Follow the Drake story through the 20th and 21st centuries and it
becomes both ridiculous and dark. Confidence men and women latched on to
Drake’s voyage to claim he left his fortune to an American heir. They
created a Ponzi scheme, selling shares with guaranteed dividends to
finance the heir’s court battle to gain title. Ordinary Americans fell
for this, but the University of California at Berkeley was no more
skeptical. For years it displayed Drake’s Plate, supposedly left by
Drake at his landing place and fortuitously rediscovered in the 1930s.
It was crude forgery and a prank.
The claims of Anglo-Saxonism sucked in the credulous and the supposedly
sophisticated. The Americans who consumed them became the joke.
An “Anonymous Narrative” seems to be the only one left by a participant
in the voyage. It records that when he left the West Coast, he took with
him the “Negro wench called Maria” and two unnamed black male slaves he
had captured in the Spanish colonies. Maria was “afterward gotten with
child between the captaine and his men.” Drake eventually put the two
male slaves and the pregnant Maria ashore with some provisions on an
uninhabited island in the Molucca Sea on the other side of the Pacific.

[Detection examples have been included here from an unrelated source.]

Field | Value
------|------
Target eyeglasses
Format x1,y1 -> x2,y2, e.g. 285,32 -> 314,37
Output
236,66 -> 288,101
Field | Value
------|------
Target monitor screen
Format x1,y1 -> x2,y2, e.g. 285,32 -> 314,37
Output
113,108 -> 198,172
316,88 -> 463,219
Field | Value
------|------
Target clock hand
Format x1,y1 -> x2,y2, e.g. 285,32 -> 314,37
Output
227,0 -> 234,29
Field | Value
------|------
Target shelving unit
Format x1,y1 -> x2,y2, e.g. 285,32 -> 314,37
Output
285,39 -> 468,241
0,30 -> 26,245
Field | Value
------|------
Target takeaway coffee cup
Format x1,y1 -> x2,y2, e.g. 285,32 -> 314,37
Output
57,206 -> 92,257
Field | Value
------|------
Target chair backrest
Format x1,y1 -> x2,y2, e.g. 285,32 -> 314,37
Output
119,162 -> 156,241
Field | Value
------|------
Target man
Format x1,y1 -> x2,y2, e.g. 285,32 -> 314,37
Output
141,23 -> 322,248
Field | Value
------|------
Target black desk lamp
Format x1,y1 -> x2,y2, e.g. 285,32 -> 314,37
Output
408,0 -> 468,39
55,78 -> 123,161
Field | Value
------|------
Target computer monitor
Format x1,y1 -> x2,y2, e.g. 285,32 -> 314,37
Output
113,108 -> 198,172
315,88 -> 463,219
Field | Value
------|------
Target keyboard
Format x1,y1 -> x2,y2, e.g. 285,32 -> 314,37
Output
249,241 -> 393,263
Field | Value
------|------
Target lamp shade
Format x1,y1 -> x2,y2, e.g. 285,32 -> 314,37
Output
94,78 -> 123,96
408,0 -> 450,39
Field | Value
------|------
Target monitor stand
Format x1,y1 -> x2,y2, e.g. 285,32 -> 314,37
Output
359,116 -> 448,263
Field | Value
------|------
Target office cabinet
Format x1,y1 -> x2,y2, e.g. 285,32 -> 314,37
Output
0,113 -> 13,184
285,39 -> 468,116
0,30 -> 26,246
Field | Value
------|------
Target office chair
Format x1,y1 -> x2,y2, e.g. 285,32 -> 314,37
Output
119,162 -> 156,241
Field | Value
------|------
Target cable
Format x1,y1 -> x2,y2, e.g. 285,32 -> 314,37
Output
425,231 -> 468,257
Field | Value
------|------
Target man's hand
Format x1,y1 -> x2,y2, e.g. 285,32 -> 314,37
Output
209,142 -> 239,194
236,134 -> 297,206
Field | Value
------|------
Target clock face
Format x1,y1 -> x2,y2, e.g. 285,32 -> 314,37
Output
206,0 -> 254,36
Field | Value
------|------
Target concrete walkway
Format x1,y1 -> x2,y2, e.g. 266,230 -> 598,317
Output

Here was Anglo-Saxon paternity but in the form of rape, abandonment and
probably murder.
The construction and demolition of monuments are history, but monuments
themselves are not history. They are useful windows on history. They
disclose stories we would now like to disavow, but if we look carefully,
we can also find what the monuments were intended to hide. In the name
of remembering, we don’t want to forget.
Richard White is an emeritus professor of American history at Stanford
University and the author, with the photographer Jesse White, of
“California Exposures: Envisioning Myth and History.”